Zunächst bestätigte König Karlmann in seinem ersten Herrscherjahr[23] die Immunitätsprivilege[24], die seine Vorgänger Reims erteilt haben[25].
Ferner erließ er Zollfreiheit[26], im Besonderen für die Brücke von Binson[27].
Karlmann verleiht auch einen appennis[28], befreit die milites der Reimser Kirche[29] in Juvigny[30], Crugny[31], Courvillle[32] und im Tardenois [33] von ihren militärischen Verpflichtungen[34].

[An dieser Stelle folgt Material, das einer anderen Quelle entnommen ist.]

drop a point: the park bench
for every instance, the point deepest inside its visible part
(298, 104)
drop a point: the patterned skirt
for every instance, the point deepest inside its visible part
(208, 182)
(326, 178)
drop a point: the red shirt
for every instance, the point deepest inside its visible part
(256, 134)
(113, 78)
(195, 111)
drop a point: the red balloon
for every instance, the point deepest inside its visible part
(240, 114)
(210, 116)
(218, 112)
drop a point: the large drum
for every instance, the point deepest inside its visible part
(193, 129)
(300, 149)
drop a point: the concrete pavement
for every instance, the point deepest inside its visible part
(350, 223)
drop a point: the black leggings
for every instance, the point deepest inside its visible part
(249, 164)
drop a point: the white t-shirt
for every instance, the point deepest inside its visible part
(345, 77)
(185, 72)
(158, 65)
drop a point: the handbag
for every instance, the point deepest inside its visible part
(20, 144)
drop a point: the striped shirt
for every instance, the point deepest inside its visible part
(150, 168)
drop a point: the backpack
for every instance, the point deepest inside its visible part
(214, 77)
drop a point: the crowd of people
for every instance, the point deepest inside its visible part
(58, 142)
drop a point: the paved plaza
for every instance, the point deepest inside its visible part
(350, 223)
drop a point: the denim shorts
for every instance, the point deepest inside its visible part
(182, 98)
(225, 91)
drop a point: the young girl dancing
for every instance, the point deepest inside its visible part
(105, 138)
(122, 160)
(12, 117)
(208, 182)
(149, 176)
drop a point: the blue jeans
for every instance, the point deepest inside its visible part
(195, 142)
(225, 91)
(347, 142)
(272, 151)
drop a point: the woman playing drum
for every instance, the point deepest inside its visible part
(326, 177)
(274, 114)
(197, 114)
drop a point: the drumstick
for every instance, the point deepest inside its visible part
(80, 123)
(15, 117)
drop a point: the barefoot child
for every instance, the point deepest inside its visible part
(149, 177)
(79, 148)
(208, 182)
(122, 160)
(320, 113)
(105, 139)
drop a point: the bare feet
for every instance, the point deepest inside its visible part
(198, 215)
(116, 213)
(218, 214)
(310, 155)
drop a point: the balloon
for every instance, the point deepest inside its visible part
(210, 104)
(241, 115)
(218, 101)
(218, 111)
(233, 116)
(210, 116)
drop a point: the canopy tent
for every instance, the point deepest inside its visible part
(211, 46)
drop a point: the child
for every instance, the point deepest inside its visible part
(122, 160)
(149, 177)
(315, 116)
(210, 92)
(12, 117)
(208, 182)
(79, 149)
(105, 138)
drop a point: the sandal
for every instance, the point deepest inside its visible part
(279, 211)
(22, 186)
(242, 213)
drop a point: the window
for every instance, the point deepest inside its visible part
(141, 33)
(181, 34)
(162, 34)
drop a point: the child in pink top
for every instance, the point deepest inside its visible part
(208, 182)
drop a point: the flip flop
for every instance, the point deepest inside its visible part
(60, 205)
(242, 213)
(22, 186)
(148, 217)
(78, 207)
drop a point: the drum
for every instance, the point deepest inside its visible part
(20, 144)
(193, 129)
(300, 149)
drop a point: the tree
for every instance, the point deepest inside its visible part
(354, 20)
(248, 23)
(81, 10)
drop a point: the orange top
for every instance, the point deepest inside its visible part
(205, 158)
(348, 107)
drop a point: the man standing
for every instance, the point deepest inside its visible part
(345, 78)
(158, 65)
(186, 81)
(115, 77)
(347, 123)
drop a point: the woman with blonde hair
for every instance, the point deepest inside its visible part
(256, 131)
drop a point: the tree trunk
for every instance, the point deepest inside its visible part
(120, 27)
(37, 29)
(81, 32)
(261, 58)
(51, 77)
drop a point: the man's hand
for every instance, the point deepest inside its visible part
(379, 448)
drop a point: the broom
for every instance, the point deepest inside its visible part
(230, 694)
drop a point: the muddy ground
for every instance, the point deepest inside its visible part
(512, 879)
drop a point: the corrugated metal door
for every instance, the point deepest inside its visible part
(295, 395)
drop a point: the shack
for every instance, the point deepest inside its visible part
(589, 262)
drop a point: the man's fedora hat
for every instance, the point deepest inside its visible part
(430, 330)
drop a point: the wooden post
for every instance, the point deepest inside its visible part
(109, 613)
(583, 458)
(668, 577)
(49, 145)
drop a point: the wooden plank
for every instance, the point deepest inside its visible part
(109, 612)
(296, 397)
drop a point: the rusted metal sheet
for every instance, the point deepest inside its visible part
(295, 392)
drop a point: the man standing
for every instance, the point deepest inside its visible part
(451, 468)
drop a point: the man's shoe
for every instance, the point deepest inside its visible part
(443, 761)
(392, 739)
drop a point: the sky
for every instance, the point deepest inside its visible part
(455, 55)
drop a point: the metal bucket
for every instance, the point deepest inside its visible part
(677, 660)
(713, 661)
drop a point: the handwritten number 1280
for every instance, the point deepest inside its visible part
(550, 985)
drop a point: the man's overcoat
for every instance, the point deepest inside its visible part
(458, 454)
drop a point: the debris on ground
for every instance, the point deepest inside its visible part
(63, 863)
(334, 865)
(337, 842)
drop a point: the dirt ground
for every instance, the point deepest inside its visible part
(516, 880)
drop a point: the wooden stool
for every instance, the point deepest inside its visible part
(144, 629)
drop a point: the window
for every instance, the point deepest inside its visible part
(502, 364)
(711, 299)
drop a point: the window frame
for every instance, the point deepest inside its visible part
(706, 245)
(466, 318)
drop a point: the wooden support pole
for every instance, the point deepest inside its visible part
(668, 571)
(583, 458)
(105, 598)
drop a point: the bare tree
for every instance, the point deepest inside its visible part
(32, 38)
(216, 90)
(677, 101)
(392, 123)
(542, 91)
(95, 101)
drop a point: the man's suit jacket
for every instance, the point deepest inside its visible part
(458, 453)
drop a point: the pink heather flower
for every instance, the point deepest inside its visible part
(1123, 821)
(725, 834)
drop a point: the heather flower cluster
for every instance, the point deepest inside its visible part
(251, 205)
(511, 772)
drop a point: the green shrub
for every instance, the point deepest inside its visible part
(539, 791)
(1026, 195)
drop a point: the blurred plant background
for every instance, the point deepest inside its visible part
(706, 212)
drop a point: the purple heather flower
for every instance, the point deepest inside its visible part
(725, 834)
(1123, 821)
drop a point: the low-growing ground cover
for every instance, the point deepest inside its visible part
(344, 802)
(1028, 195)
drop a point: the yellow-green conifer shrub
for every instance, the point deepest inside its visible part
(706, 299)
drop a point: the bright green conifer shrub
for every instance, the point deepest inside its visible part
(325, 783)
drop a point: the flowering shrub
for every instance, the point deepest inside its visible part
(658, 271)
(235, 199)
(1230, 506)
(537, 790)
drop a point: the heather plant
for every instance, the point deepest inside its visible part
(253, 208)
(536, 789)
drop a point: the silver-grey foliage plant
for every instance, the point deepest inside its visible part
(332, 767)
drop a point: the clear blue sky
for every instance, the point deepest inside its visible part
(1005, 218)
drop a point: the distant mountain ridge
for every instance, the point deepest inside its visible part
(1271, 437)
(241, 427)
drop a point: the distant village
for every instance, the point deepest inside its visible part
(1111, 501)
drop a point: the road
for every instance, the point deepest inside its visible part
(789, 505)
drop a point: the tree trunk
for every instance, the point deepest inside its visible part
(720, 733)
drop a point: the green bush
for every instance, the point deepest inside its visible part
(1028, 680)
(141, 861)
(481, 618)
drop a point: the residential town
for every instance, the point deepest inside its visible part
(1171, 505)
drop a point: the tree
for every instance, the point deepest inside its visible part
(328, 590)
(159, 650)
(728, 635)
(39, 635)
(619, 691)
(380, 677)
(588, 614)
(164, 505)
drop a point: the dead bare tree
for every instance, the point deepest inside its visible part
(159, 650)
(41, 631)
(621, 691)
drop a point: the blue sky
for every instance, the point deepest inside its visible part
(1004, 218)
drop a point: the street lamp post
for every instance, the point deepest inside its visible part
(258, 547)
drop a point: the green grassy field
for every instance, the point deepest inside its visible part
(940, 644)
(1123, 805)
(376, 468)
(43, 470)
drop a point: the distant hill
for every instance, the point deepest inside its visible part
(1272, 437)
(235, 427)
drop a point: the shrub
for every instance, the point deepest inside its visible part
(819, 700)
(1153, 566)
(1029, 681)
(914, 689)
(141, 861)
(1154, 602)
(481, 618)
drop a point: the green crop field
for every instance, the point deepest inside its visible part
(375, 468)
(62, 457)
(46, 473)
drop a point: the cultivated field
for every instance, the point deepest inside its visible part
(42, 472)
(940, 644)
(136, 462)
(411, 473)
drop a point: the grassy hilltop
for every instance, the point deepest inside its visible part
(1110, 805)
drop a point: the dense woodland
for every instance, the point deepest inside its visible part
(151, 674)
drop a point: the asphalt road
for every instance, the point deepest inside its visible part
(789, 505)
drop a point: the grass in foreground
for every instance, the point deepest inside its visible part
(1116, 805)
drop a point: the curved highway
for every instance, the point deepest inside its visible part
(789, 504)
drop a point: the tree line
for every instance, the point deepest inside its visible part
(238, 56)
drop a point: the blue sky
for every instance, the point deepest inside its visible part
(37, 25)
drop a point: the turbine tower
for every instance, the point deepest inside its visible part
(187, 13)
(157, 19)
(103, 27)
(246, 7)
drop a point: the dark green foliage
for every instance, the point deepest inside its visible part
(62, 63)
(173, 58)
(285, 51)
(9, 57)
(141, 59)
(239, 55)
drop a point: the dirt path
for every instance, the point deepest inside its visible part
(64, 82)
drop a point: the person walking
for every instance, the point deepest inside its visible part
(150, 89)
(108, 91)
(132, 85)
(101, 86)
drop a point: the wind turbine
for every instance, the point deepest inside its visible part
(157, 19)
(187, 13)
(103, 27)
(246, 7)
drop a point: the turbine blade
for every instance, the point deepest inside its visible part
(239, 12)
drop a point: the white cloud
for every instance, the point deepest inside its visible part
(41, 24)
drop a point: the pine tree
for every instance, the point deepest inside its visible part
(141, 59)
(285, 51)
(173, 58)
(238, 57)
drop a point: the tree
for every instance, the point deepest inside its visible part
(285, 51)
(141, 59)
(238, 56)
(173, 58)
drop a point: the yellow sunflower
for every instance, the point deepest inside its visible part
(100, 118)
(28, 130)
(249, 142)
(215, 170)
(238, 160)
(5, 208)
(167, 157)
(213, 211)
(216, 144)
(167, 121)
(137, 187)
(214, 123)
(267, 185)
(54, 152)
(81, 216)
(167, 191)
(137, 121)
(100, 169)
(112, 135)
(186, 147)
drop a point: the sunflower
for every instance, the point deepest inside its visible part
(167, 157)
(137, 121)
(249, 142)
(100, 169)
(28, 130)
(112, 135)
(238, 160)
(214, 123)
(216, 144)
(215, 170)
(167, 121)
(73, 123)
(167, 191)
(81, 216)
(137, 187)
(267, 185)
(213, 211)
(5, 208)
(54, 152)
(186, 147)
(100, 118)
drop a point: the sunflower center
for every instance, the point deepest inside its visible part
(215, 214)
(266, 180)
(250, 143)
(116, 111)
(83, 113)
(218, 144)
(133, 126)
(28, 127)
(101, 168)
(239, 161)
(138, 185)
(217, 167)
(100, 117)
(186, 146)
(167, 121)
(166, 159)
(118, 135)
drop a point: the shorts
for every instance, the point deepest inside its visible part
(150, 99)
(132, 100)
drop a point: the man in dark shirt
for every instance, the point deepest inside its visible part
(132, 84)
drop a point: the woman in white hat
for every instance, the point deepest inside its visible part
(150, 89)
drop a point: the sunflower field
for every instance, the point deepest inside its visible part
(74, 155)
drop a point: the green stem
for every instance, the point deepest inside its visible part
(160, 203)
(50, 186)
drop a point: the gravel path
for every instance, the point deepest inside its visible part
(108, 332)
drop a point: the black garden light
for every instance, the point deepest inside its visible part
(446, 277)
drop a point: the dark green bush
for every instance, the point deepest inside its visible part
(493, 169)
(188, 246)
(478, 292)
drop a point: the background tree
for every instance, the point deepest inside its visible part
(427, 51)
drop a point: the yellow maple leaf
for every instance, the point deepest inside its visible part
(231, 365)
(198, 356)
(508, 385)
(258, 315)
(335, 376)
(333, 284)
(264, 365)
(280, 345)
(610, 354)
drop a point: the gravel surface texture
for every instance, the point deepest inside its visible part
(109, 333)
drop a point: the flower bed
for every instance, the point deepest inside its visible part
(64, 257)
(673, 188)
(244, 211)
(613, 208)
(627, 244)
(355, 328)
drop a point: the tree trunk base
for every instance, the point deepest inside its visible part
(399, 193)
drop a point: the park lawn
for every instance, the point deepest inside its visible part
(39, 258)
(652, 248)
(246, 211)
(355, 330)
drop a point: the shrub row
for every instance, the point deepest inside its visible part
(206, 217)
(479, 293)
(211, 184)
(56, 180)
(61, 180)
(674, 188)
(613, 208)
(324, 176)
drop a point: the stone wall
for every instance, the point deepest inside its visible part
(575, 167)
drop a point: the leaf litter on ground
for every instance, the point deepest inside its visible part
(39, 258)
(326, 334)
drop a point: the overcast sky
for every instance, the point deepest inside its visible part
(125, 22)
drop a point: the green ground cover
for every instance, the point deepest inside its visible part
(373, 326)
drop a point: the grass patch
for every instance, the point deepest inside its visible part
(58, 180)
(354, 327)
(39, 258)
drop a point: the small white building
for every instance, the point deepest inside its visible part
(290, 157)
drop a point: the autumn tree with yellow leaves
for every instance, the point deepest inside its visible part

Und zuletzt schenkt Karlmann der Reimser Kirche und dem Kloster Saint-Rémi für seine Seele sowie für seine Grablege[35] die villa Neuilly-en-Ourceois[36] samt allen Gütern[37].
Flodoard kommt dann zu den Urkunden, die Tilpinus von Karl dem Großen erhalten hat[38]. Der König bestätigt die Immunität, das Privileg seines Bruders hinsichtlich der militibus im Tardenois wie jenes der cartis concrematis und die Schenkung Karlmanns zugunsten der Kirche Saint-Rémi von Neuilly[39] und Bibriliacum[40].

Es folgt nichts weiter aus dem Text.